There was in the early 20th century a now largely forgotten American-English philosopher named T. S. Eliot. He published some scholarly articles, notably one in The Monist of 1916 on "The Development of Leibniz's Monadism." In general however he preferred to return to an older form of philosophical writing, also preferred of Parmenides, Lucretius, and Henry More: namely poetry.
I would like to cite at length the final segment of Eliot's "The Dry Salvages" of 1940. It sums up perfectly my own views of religious belief, of the limits of human knowledge, and of our prospects for salvation, but that's not why I am citing it. I am citing it because I would like to then go on to make a point about the relationship between disciplines or domains of inquiry on the one hand, and the genres in which they are written on the other. So read it now. But really read it.
To communicate with Mars, converse with spirits,
To report the behaviour of the sea monster,
Describe the horoscope, haruspicate or scry,
Observe disease in signatures, evoke
Biography from the wrinkles of the palm
And tragedy from fingers; release omens
By sortilege, or tea leaves, riddle the inevitable
With playing cards, fiddle with pentagrams
Or barbituric acids, or dissect
The recurrent image into pre-conscious terrors—
To explore the womb, or tomb, or dreams; all these are usual
Pastimes and drugs, and features of the press:
And always will be, some of them especially
When there is distress of nations and perplexity
Whether on the shores of Asia, or in the Edgware Road.
Men's curiosity searches past and future
And clings to that dimension. But to apprehend
The point of intersection of the timeless
With time, is an occupation for the saint—
No occupation either, but something given
And taken, in a lifetime's death in love,
Ardour and selflessness and self-surrender.
For most of us, there is only the unattended
Moment, the moment in and out of time,
The distraction fit, lost in a shaft of sunlight,
The wild thyme unseen, or the winter lightning
Or the waterfall, or music heard so deeply
That it is not heard at all, but you are the music
While the music lasts. These are only hints and guesses,
Hints followed by guesses; and the rest
Is prayer, observance, discipline, thought and action.
The hint half guessed, the gift half understood, is Incarnation.
Here the impossible union
Of spheres of existence is actual,
Here the past and future
Are conquered, and reconciled,
Where action were otherwise movement
Of that which is only moved
And has in it no source of movement—
Driven by daemonic, chthonic
Powers. And right action is freedom
From past and future also.
For most of us, this is the aim
Never here to be realised;
Who are only undefeated
Because we have gone on trying;
We, content at the last
If our temporal reversion nourish
(Not too far from the yew-tree)
The life of significant soil.
In the 14th-century Kerala School of mathematics in Southern India, mathematical proofs were, like "The Dry Salvages," written in verse. This delayed for some time the West's ability to discern within these lines of verse many discoveries that the West would take several centuries more to happen upon on their own using a more or less Euclidean style (dare I say 'style' instead of 'method'?).

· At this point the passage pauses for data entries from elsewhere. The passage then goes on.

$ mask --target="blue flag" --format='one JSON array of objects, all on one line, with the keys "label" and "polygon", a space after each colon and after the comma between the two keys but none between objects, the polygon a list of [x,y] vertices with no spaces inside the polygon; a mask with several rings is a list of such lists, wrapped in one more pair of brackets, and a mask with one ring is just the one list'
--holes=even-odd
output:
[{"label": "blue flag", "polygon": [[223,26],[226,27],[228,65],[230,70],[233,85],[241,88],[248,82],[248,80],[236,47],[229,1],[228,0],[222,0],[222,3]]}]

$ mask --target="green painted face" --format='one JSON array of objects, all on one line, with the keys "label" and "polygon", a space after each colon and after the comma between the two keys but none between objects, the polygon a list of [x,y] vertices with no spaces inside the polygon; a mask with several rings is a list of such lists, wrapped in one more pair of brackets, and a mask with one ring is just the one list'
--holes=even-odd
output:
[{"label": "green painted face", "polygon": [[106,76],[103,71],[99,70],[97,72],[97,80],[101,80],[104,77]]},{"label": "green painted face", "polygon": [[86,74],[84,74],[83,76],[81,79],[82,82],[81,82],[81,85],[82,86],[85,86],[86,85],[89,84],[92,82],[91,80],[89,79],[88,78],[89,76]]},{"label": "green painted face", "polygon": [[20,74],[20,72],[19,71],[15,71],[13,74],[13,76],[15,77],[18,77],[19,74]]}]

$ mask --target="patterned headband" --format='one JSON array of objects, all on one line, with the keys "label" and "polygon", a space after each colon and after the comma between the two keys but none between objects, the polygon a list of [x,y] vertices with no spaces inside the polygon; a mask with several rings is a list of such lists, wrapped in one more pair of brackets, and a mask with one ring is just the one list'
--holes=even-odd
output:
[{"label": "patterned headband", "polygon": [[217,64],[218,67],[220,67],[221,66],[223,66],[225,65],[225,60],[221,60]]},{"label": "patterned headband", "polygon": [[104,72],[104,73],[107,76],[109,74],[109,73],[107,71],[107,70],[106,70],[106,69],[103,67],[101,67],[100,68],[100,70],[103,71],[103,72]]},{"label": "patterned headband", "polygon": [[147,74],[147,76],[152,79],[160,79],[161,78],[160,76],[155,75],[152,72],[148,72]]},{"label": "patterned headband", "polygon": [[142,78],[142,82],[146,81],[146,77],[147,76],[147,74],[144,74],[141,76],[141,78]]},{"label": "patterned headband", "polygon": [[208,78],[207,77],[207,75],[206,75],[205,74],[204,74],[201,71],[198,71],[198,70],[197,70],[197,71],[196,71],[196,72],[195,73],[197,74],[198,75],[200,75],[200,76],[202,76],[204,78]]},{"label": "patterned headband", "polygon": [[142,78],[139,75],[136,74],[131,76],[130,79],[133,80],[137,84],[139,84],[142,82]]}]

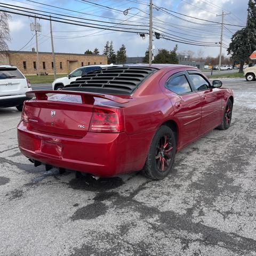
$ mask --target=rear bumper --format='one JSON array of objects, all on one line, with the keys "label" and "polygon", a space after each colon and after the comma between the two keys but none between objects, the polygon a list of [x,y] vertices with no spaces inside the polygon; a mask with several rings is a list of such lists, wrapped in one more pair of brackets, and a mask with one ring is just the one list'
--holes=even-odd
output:
[{"label": "rear bumper", "polygon": [[82,138],[61,137],[18,126],[19,147],[27,157],[43,163],[100,177],[139,171],[144,165],[154,133],[87,132]]},{"label": "rear bumper", "polygon": [[23,104],[25,100],[30,100],[30,98],[26,96],[17,98],[9,98],[8,99],[1,99],[0,97],[0,107],[9,108],[11,107],[16,107],[17,106]]}]

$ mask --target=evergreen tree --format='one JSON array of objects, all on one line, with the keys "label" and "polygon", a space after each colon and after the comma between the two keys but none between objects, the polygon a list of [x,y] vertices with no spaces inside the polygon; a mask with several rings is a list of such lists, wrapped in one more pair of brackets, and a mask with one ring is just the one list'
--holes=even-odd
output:
[{"label": "evergreen tree", "polygon": [[98,55],[99,53],[100,53],[100,52],[99,52],[99,49],[98,48],[95,48],[93,50],[93,54]]},{"label": "evergreen tree", "polygon": [[84,52],[85,54],[92,54],[92,52],[88,49],[86,52]]},{"label": "evergreen tree", "polygon": [[176,45],[172,51],[166,49],[158,49],[157,54],[155,57],[154,63],[162,63],[178,64],[178,59],[177,57],[178,45]]},{"label": "evergreen tree", "polygon": [[116,55],[115,53],[113,46],[113,42],[111,41],[109,44],[108,56],[108,63],[111,64],[111,63],[115,63],[116,61]]},{"label": "evergreen tree", "polygon": [[[9,20],[11,15],[7,13],[0,12],[0,51],[8,50],[7,42],[11,42]],[[1,53],[0,53],[1,57]]]},{"label": "evergreen tree", "polygon": [[125,63],[126,61],[126,49],[122,44],[119,50],[116,52],[116,63]]},{"label": "evergreen tree", "polygon": [[243,73],[244,62],[250,61],[249,56],[256,50],[255,5],[255,0],[249,0],[247,26],[232,36],[227,50],[228,54],[231,55],[230,59],[234,62],[240,63],[240,73]]},{"label": "evergreen tree", "polygon": [[107,41],[105,46],[104,46],[104,50],[103,50],[103,55],[106,55],[108,58],[109,55],[109,42]]},{"label": "evergreen tree", "polygon": [[143,63],[148,63],[149,60],[149,51],[148,50],[145,52],[145,57],[143,58]]}]

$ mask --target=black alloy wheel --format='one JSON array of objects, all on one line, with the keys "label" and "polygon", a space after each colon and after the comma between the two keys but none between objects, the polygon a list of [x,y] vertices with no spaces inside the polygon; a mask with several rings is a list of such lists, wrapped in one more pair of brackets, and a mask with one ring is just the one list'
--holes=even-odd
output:
[{"label": "black alloy wheel", "polygon": [[221,124],[217,127],[219,130],[227,130],[229,128],[232,118],[232,109],[233,105],[230,99],[228,100],[226,105],[225,111],[222,117]]},{"label": "black alloy wheel", "polygon": [[155,180],[165,178],[173,165],[175,150],[173,132],[167,126],[161,126],[152,140],[142,173]]}]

Here, in Eliot, we are dealing not with mathematics, but with speculative metaphysics of the sort that also interested Leibniz (alongside mathematics): the relationship between the eternal and the temporal, the nature of corporeality, the prospects of surviving the corruption of the body, and so on. As I often say, if this is not philosophy, I don't know what is, and one hopes that the future's historians of philosophy will, in their surveys of the early 20th century, not consider only Carnap, Heidegger, and the rest of the usual canon of authors writing in the prevailing genre of that (but by no means of every) historical period, but instead will enrich their picture of the era by reading at least a few select poets. The ones who contributed in parallel to philosophy's prevailing genre might yield particular insight, like Henry More in his day, who described the promise and limitations of 17th-century corpuscularianism both in poems such as the Democritus Platonissans as well as in straightforward treatises such as The Immortality of the Soul.

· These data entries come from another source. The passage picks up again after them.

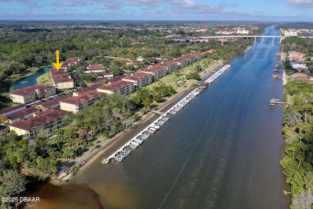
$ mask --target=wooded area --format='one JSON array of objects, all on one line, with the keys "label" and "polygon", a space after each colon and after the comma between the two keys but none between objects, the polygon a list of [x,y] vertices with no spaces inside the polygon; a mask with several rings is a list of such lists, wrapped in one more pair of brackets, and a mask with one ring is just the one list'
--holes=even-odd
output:
[{"label": "wooded area", "polygon": [[[313,52],[310,39],[288,37],[282,42],[284,51]],[[284,174],[291,185],[292,209],[311,208],[313,204],[313,86],[312,83],[289,81],[284,87],[285,101],[293,98],[285,108],[282,123],[284,138],[288,143],[287,156],[281,161]]]},{"label": "wooded area", "polygon": [[[263,29],[263,28],[262,28]],[[176,31],[179,33],[179,31]],[[195,35],[182,33],[182,35]],[[211,33],[210,32],[209,33]],[[223,44],[216,39],[209,43],[174,42],[166,37],[169,32],[157,29],[140,30],[42,29],[0,30],[0,79],[18,73],[29,67],[54,62],[55,51],[60,52],[60,61],[70,57],[82,57],[100,63],[105,68],[131,70],[119,61],[104,56],[135,60],[141,56],[144,64],[156,62],[156,57],[178,57],[194,51],[201,53],[213,49],[216,52],[204,59],[226,61],[243,53],[253,40],[241,39]],[[134,40],[140,44],[133,44]],[[200,70],[199,67],[197,67]],[[81,69],[77,69],[79,72]],[[176,72],[179,72],[179,70]],[[199,79],[197,73],[187,75]],[[3,89],[2,89],[3,91]],[[16,195],[25,189],[26,179],[45,180],[58,171],[58,163],[72,159],[94,146],[92,140],[99,133],[110,139],[131,125],[140,115],[149,110],[153,101],[163,102],[164,96],[176,93],[171,86],[161,85],[152,90],[141,89],[131,97],[104,95],[94,105],[76,114],[68,115],[67,126],[55,129],[50,138],[45,130],[34,139],[23,139],[5,129],[0,133],[0,194]],[[23,174],[23,175],[21,175]],[[14,184],[18,184],[16,185]],[[13,189],[12,185],[16,185]],[[16,190],[18,189],[18,190]]]}]

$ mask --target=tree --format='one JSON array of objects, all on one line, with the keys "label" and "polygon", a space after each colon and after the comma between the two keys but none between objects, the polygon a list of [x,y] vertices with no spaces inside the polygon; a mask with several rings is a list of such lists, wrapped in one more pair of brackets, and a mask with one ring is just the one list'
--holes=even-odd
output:
[{"label": "tree", "polygon": [[0,176],[0,191],[1,195],[13,197],[25,190],[27,181],[17,170],[8,170]]}]

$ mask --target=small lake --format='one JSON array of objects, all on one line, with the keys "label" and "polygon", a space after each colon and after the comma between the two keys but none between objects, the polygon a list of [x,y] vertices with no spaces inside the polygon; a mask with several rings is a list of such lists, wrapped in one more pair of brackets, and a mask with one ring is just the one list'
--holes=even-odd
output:
[{"label": "small lake", "polygon": [[22,89],[28,86],[33,86],[37,84],[37,78],[43,75],[49,71],[49,68],[47,67],[42,68],[38,69],[34,74],[27,77],[20,78],[14,83],[11,88],[10,92],[12,90]]}]

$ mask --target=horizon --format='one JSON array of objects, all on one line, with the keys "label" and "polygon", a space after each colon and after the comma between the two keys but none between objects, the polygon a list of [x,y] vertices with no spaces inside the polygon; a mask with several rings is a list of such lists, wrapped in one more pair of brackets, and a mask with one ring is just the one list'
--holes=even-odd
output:
[{"label": "horizon", "polygon": [[1,21],[312,22],[313,0],[0,0]]}]

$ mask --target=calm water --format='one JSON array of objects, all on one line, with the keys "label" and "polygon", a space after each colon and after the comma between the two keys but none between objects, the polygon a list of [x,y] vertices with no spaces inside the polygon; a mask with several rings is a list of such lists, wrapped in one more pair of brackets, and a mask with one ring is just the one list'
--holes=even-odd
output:
[{"label": "calm water", "polygon": [[[28,86],[33,86],[37,84],[37,78],[49,71],[48,68],[43,68],[39,69],[34,74],[29,76],[20,78],[11,87],[11,90],[23,89]],[[10,90],[10,91],[11,91]]]},{"label": "calm water", "polygon": [[[272,27],[265,35],[278,35]],[[272,78],[279,40],[259,40],[190,104],[119,164],[100,156],[74,181],[47,184],[33,208],[287,209],[279,161],[282,81]]]}]

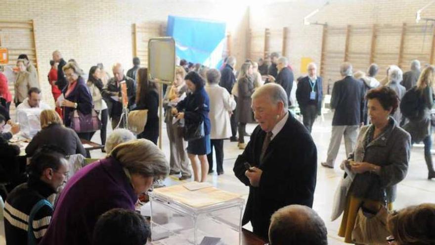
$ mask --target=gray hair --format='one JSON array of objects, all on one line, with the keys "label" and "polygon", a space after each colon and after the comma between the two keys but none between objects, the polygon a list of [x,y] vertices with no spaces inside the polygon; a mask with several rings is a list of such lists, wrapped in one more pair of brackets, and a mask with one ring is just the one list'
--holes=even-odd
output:
[{"label": "gray hair", "polygon": [[140,139],[118,145],[110,155],[130,174],[164,179],[169,174],[169,163],[165,154],[148,140]]},{"label": "gray hair", "polygon": [[397,82],[400,83],[403,79],[403,72],[402,70],[397,65],[392,65],[390,66],[388,70],[388,81]]},{"label": "gray hair", "polygon": [[352,69],[352,64],[348,62],[343,62],[340,65],[340,74],[342,76],[351,76]]},{"label": "gray hair", "polygon": [[377,64],[373,63],[369,66],[369,68],[367,69],[367,73],[368,73],[369,77],[373,77],[378,74],[378,71],[379,71],[379,67],[378,66]]},{"label": "gray hair", "polygon": [[420,60],[414,59],[411,61],[411,69],[413,70],[420,70],[421,65],[420,63]]},{"label": "gray hair", "polygon": [[253,99],[263,96],[267,96],[275,104],[278,102],[284,103],[284,109],[287,110],[289,107],[289,99],[285,90],[281,85],[276,83],[268,83],[257,88],[254,94],[251,96]]},{"label": "gray hair", "polygon": [[282,56],[278,58],[278,64],[282,64],[285,67],[289,65],[289,59],[286,57]]},{"label": "gray hair", "polygon": [[118,145],[136,139],[131,131],[126,129],[117,129],[107,138],[104,149],[108,153]]},{"label": "gray hair", "polygon": [[272,244],[327,245],[328,231],[314,210],[302,205],[290,205],[272,215],[269,240]]},{"label": "gray hair", "polygon": [[226,58],[226,63],[232,67],[236,64],[236,57],[233,56],[229,56]]},{"label": "gray hair", "polygon": [[278,58],[278,57],[279,57],[279,54],[277,52],[272,52],[272,53],[270,54],[270,58],[271,59],[272,58],[273,58],[274,57],[276,57]]},{"label": "gray hair", "polygon": [[206,74],[207,82],[210,84],[216,84],[220,80],[220,72],[217,69],[210,69]]}]

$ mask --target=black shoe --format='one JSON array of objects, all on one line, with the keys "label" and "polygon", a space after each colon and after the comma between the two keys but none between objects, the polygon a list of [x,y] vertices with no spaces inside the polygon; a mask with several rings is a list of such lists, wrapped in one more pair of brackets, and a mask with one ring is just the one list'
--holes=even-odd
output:
[{"label": "black shoe", "polygon": [[192,178],[191,175],[183,175],[182,176],[178,178],[178,179],[179,180],[184,180],[190,179],[191,178]]}]

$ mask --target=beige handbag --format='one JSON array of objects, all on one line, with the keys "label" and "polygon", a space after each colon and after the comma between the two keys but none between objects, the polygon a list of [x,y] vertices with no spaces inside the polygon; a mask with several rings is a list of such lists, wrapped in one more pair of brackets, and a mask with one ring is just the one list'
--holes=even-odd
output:
[{"label": "beige handbag", "polygon": [[142,132],[146,125],[148,110],[132,110],[129,113],[129,130],[138,135]]},{"label": "beige handbag", "polygon": [[356,215],[352,231],[352,241],[357,244],[386,245],[386,238],[391,235],[387,227],[389,210],[387,195],[384,191],[384,205],[374,213],[361,205]]}]

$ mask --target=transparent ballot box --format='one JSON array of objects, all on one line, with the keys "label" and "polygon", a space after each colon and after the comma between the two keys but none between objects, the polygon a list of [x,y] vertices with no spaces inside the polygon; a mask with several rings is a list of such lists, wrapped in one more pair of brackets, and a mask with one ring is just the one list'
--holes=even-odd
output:
[{"label": "transparent ballot box", "polygon": [[149,194],[152,244],[241,244],[244,200],[207,184],[188,189],[203,184],[158,188]]}]

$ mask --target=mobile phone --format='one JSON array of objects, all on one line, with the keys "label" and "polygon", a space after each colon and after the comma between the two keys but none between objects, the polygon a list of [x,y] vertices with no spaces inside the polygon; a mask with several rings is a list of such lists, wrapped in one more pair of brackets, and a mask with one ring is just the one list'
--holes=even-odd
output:
[{"label": "mobile phone", "polygon": [[245,163],[243,163],[243,165],[245,165],[245,168],[246,168],[247,170],[249,172],[253,172],[253,170],[251,169],[251,168],[252,167],[252,166],[251,166],[251,164],[247,162],[245,162]]}]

Read, philosopher, I mean to say, T. S. Eliot, not as a curious reader who has finished his or her work for the day, but as a philosopher.
Great job, Justin!
It's about time we agreed again.:)
Posted by: Eric Schliesser | March 5, 2011 at 12:48 PM
To overstate things, I'd say that philosophers read everything as "philosophy." What would they miss if they were to read poetry as "poetry"? I think some readers are drawn to Eliot because they cannot read poetry ... his writing is reconstructed in their minds along with the grain of familiar philosophical and theological arguments. The thinker reads the argument. But what is the poem, to these readers, without their premasticated philosophy?